Cuando, en este segundo estado, los espíritus se convierten visiblemente en lo que eran interiormente cuando estaban en el mundo, lo que hicieron y dijeron en secreto se vuelve ahora manifiesto; pues ya no hay consideraciones externas que los refrenen, y, por tanto, lo que dijeron e hicieron en secreto lo dicen y lo hacen ahora abiertamente, al no tener ya miedo a la pérdida de su reputación, como lo tenían en el mundo [19].

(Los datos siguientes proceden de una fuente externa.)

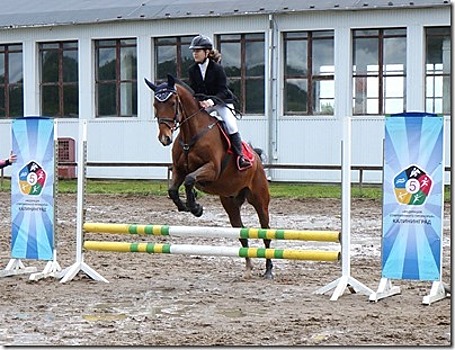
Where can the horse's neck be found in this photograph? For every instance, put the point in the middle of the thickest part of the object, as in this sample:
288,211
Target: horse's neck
194,118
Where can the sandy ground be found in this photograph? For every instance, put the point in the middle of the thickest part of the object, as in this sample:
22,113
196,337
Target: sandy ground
175,300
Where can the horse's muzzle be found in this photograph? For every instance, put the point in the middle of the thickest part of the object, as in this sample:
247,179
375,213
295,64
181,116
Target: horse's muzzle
165,140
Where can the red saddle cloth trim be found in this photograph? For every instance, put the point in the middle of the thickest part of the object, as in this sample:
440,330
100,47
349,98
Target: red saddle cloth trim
248,152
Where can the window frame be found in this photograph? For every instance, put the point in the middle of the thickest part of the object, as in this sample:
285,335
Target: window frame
310,78
118,81
381,74
244,40
60,83
6,50
434,74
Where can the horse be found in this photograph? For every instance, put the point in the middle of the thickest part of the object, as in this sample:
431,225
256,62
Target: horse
201,159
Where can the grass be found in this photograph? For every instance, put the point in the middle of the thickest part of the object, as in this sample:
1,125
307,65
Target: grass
277,189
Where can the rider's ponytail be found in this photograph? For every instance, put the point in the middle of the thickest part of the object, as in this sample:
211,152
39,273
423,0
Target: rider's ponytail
215,55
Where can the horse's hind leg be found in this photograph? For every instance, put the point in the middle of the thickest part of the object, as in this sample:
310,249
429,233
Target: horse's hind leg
232,208
173,192
261,205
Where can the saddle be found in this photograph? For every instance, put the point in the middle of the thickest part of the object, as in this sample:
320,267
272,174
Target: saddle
248,152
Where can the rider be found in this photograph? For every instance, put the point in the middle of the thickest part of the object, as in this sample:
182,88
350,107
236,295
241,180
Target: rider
207,78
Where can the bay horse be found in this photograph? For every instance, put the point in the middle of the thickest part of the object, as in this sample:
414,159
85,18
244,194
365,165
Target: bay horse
200,159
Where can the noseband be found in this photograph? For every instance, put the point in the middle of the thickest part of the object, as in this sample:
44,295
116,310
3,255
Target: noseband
162,96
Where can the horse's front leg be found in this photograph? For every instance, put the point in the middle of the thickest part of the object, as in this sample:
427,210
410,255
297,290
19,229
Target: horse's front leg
173,191
205,173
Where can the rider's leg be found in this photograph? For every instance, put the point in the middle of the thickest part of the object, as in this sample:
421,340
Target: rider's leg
226,113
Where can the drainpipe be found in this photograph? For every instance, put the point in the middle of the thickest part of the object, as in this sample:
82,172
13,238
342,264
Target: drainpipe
271,103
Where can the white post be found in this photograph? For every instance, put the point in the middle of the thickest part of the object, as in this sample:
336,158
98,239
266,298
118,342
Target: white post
80,265
52,268
343,112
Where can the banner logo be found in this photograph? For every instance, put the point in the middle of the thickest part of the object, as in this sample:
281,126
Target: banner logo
32,178
412,186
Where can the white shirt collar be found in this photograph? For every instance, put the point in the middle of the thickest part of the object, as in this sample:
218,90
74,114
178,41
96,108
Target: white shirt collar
203,67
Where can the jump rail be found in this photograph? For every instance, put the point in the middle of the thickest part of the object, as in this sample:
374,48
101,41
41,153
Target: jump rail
188,249
207,231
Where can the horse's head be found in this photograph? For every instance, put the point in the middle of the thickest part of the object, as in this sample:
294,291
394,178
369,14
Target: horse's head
166,106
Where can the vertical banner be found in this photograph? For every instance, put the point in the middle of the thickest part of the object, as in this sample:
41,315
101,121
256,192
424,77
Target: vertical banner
413,196
32,189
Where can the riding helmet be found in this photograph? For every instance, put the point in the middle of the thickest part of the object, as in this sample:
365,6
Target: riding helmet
201,42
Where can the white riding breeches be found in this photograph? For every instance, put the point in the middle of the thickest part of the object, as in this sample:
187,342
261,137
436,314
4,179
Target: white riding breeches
227,115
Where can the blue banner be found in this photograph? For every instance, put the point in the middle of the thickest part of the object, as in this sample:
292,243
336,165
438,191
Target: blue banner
413,194
32,189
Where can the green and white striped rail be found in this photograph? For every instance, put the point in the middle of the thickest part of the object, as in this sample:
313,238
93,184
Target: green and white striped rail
188,249
205,231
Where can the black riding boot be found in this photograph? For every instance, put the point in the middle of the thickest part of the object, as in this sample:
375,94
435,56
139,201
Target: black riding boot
236,142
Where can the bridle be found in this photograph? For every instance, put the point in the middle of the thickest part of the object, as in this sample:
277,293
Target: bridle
176,122
162,96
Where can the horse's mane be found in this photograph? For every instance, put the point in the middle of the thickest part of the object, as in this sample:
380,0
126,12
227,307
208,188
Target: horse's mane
185,85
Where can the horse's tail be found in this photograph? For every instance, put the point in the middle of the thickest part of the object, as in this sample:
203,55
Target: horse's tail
259,152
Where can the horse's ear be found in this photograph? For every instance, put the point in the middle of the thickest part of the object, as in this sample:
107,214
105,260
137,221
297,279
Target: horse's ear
150,84
170,81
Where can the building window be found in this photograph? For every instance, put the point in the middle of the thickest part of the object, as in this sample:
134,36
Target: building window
243,58
59,79
116,78
309,73
173,56
438,69
379,71
11,81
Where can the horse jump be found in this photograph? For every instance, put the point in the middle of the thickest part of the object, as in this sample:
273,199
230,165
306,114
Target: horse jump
189,249
206,231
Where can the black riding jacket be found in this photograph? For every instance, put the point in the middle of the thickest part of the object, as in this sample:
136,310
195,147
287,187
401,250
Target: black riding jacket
215,83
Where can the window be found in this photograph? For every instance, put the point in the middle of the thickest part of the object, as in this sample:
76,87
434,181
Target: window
379,71
11,81
173,56
437,71
309,73
243,58
59,79
116,78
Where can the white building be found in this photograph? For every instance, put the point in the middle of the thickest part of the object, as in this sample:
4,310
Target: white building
299,68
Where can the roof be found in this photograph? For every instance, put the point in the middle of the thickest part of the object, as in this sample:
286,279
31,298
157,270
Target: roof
30,13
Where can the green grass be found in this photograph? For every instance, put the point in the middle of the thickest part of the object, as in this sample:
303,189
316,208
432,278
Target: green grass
277,189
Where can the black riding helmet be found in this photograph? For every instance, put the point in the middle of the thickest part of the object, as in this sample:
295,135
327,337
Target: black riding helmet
201,42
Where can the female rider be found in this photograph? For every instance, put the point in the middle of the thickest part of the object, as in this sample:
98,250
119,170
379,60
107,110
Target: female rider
207,78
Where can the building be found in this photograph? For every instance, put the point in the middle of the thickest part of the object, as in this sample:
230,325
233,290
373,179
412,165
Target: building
298,67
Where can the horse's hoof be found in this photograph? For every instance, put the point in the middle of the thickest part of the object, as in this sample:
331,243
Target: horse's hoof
197,210
247,275
183,208
268,275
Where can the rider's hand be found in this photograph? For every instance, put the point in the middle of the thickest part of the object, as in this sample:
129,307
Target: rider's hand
207,103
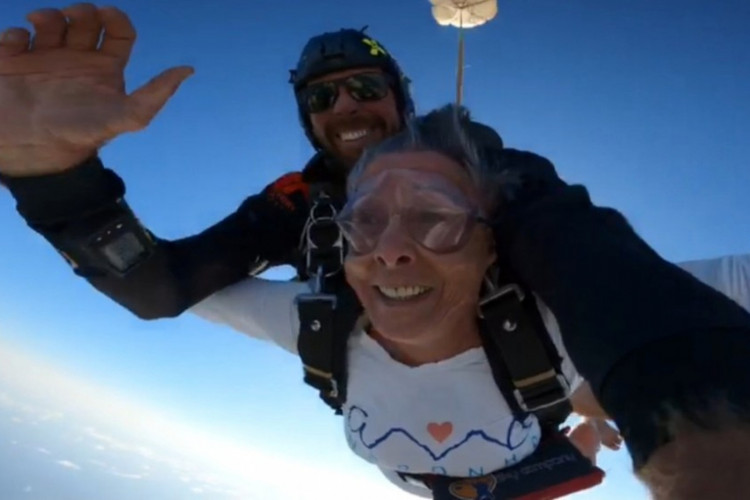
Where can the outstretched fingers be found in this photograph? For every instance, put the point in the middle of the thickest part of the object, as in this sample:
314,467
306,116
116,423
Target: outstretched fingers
84,26
148,100
119,34
14,41
49,28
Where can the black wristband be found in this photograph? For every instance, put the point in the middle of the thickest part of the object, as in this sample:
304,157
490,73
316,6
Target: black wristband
72,194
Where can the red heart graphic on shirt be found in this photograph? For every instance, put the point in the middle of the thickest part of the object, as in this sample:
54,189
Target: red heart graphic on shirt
440,432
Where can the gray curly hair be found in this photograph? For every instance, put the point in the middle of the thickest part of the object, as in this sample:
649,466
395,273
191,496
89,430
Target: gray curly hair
450,131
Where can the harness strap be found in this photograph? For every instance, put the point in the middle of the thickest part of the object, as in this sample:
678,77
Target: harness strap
525,363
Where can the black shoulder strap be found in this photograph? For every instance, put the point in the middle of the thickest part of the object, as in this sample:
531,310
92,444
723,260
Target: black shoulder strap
329,313
525,363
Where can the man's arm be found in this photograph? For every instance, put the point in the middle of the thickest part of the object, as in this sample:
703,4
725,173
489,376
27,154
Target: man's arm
80,210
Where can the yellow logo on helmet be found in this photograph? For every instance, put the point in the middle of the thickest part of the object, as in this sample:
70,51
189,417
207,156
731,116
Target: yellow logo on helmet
375,48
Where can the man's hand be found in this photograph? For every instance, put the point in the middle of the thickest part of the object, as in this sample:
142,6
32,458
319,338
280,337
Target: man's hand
62,93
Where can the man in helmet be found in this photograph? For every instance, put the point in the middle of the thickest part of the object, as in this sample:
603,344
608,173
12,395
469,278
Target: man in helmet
350,93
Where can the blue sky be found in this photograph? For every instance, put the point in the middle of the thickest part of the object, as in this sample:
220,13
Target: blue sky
647,103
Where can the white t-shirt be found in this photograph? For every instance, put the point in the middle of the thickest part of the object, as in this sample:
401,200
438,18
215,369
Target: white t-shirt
444,418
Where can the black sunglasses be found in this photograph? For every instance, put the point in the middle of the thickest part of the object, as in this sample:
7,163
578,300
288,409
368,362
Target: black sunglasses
363,87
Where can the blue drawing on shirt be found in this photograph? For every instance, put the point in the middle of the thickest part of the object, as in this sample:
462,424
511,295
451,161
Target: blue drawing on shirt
356,420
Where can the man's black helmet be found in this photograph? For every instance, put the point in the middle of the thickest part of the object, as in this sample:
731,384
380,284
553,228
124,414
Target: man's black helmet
342,50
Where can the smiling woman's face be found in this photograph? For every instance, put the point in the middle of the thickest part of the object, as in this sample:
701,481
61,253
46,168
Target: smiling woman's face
418,254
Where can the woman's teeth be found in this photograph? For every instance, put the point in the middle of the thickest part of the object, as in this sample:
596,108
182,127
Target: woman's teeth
403,292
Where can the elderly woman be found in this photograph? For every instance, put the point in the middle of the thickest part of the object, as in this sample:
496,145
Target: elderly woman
421,397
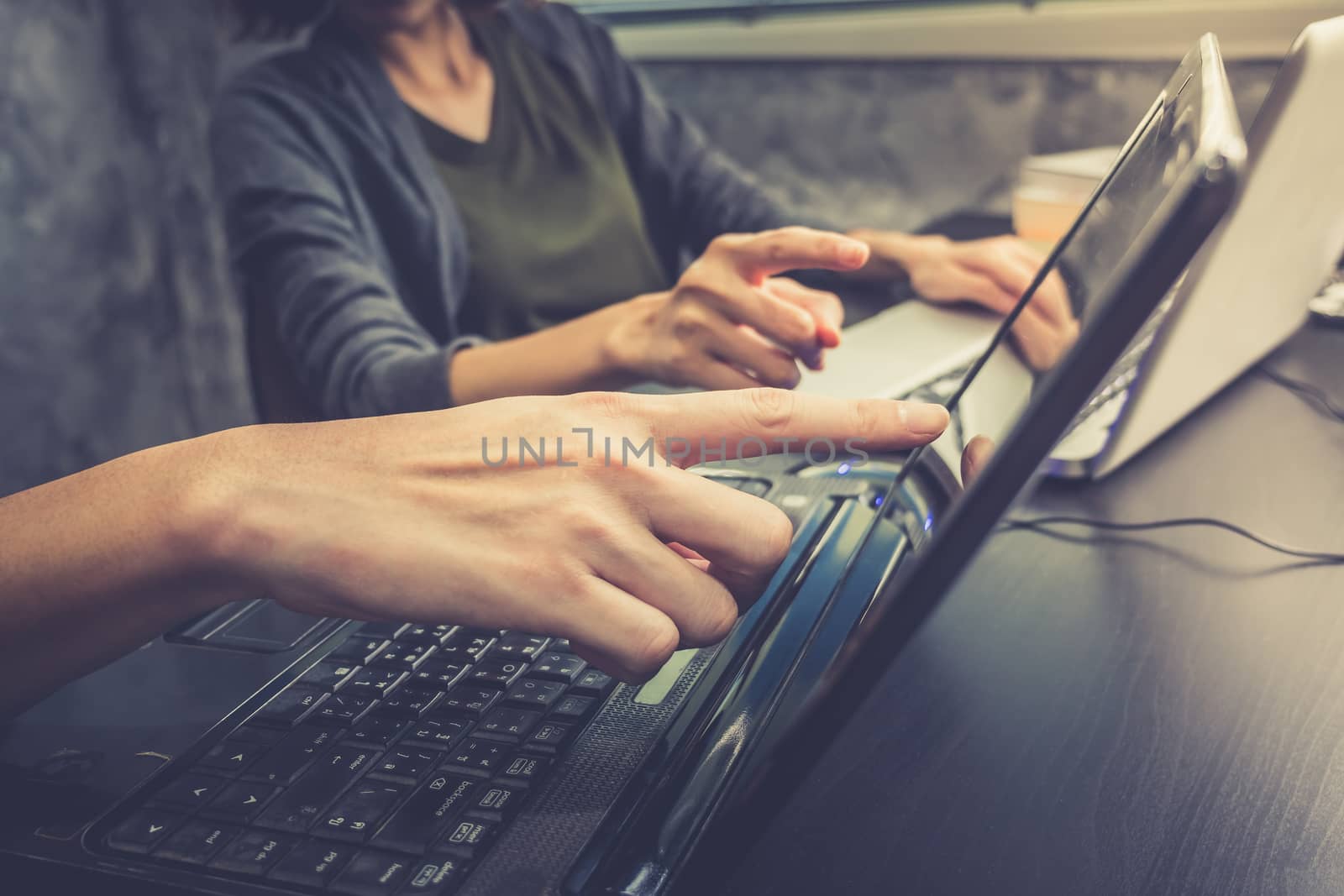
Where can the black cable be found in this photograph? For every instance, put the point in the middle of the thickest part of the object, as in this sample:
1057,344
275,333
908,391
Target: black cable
1305,390
1043,524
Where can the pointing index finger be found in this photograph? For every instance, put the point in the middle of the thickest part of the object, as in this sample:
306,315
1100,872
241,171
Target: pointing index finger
774,251
749,422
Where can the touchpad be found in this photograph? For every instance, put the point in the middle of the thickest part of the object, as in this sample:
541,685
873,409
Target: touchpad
257,626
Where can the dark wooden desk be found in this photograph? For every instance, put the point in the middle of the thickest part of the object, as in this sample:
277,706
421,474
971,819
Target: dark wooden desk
1149,715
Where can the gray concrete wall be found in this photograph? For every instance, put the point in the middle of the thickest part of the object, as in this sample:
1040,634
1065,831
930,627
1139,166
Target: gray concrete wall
897,144
118,324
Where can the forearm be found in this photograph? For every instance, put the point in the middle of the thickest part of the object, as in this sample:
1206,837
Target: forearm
97,563
571,358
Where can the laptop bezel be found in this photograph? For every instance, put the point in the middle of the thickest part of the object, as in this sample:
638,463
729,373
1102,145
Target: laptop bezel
1164,248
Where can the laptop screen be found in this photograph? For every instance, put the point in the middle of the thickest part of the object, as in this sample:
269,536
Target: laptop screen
1043,331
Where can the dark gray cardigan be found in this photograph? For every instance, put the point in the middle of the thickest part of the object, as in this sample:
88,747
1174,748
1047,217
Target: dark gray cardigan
346,241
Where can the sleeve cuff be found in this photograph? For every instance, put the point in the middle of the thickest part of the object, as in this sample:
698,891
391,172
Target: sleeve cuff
413,382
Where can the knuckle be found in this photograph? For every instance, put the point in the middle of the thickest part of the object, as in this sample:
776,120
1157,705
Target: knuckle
869,417
768,410
725,242
696,277
690,320
716,618
654,645
773,540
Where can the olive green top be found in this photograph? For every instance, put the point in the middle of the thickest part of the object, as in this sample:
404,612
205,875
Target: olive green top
554,228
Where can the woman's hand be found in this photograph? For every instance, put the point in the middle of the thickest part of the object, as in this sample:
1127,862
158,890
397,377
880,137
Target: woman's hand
593,531
992,273
730,322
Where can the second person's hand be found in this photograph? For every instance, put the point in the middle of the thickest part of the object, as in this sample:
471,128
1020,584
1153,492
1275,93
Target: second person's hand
444,517
730,322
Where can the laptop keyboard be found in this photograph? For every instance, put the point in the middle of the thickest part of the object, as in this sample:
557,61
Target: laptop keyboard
387,768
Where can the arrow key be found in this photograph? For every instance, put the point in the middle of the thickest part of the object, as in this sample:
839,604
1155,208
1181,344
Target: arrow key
190,792
232,757
239,802
143,831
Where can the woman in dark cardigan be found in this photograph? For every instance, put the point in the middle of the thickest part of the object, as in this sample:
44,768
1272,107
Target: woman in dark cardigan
429,176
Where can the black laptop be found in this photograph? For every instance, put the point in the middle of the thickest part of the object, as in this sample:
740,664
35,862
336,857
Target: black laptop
262,752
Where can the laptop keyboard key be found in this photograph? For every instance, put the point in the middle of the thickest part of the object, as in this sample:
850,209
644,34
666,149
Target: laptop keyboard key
253,853
342,711
438,876
517,645
479,757
356,815
593,683
382,629
497,802
360,649
239,804
255,735
190,792
433,636
535,694
524,770
373,873
373,683
501,673
318,789
289,707
197,842
429,810
407,765
312,864
470,699
436,732
292,755
403,656
232,758
467,645
468,839
508,725
436,674
573,708
375,731
557,667
407,703
549,739
328,674
143,831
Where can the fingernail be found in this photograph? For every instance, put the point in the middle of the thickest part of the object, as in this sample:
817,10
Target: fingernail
853,253
925,419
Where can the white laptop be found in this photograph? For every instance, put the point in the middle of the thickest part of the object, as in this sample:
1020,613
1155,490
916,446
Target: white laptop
1243,295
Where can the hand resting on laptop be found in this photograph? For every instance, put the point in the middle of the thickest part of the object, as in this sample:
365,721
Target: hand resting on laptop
444,516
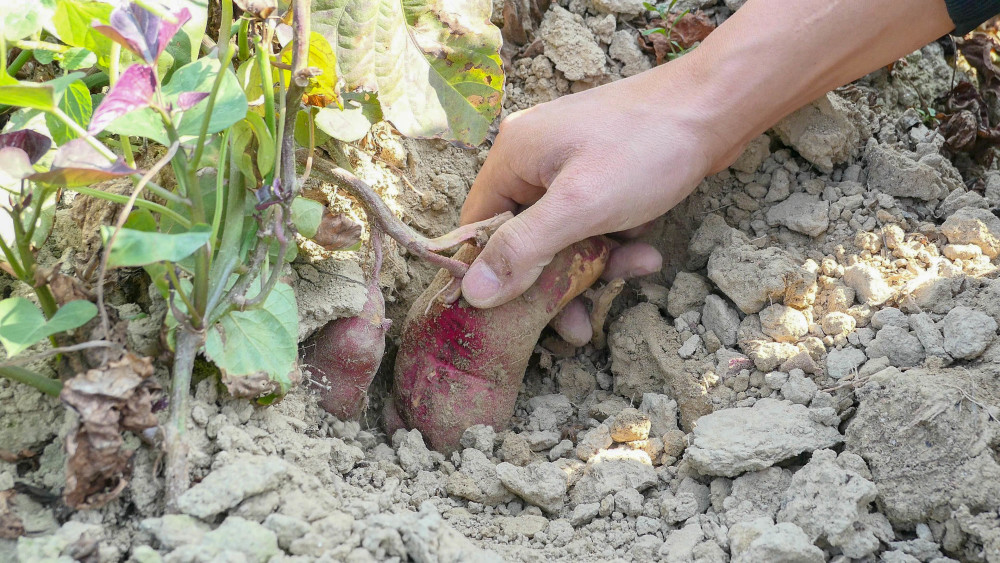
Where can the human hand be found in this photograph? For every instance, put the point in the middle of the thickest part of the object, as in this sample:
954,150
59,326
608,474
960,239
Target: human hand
602,161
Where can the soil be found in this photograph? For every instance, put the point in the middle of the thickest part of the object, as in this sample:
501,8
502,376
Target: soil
814,375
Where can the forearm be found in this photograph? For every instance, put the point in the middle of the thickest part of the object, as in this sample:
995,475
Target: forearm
774,56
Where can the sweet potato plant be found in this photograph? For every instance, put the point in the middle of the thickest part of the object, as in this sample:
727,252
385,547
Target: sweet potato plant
225,122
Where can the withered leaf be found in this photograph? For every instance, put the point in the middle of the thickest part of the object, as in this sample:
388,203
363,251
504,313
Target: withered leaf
978,50
337,231
117,397
11,526
688,31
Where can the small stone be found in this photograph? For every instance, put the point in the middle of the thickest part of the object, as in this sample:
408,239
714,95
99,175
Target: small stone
690,347
889,316
841,362
838,323
721,319
783,324
894,173
541,484
560,450
973,225
583,514
901,347
961,251
755,153
613,471
571,46
231,484
625,49
479,437
515,449
802,213
782,543
630,425
928,334
822,132
732,441
414,456
629,502
594,441
968,332
662,413
477,480
799,389
868,284
687,293
627,8
674,443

Los no muertos pueden prescindir de toda vergüenza, actuar irreflexivamente, reírse de la honradez y la justicia. El horror ético de esta visión radica en que muestra el límite de la idea de «la verdad y la reconciliación». ¿Y si existieran criminales cuya confesión pública de sus actos no solo no diera lugar a ninguna catarsis ética en su interior, sino que les produjera un placer obsceno añadido?

El estado de «no muerto» del fallecido en el relato de Dostoyevski se opone al del padre en aquel sueño referido por Freud en el que el progenitor sigue viviendo (en el inconsciente del soñador) porque no sabe que ha muerto. Los difuntos del relato de Dostoyevski saben perfectamente que han muerto: esta conciencia les permite prescindir de toda vergüenza. ¿Cuál es el secreto que los difuntos ocultan cuidadosamente a todos los mortales? En Bobok no oímos las verdades impúdicas: los espectros se callan cuando están a punto de colmar las esperanzas del oyente y contar sus sórdidos secretos. ¿Y si la solución fuera la misma que la del final de la parábola de la Puerta de la Ley de El proceso de Kafka, cuando, en su lecho de muerte, el hombre del campo que se ha pasado años esperando a que el guardián lo dejara pasar se entera de que la puerta solo existía para él? ¿Y si en Bobok el espectáculo de los cadáveres prometiendo desembuchar sus secretos más sórdidos se hubiera escenificado únicamente para atraer e impresionar al pobre Iván Ivánovich? Dicho de otro modo, ¿y si el espectáculo de la «impúdica sinceridad» de los muertos vivientes fuera solo una fantasía del oyente, del oyente religioso, para ser precisos? No debemos olvidar que la escena que muestra Dostoyevski no es la de un universo sin Dios. Lo que los cadáveres parlantes experimentan es la vida tras la muerte (biológica), que en sí misma constituye una prueba de la existencia de Dios. Dios está ahí, los mantiene vivos tras la muerte, y por eso pueden decirlo todo.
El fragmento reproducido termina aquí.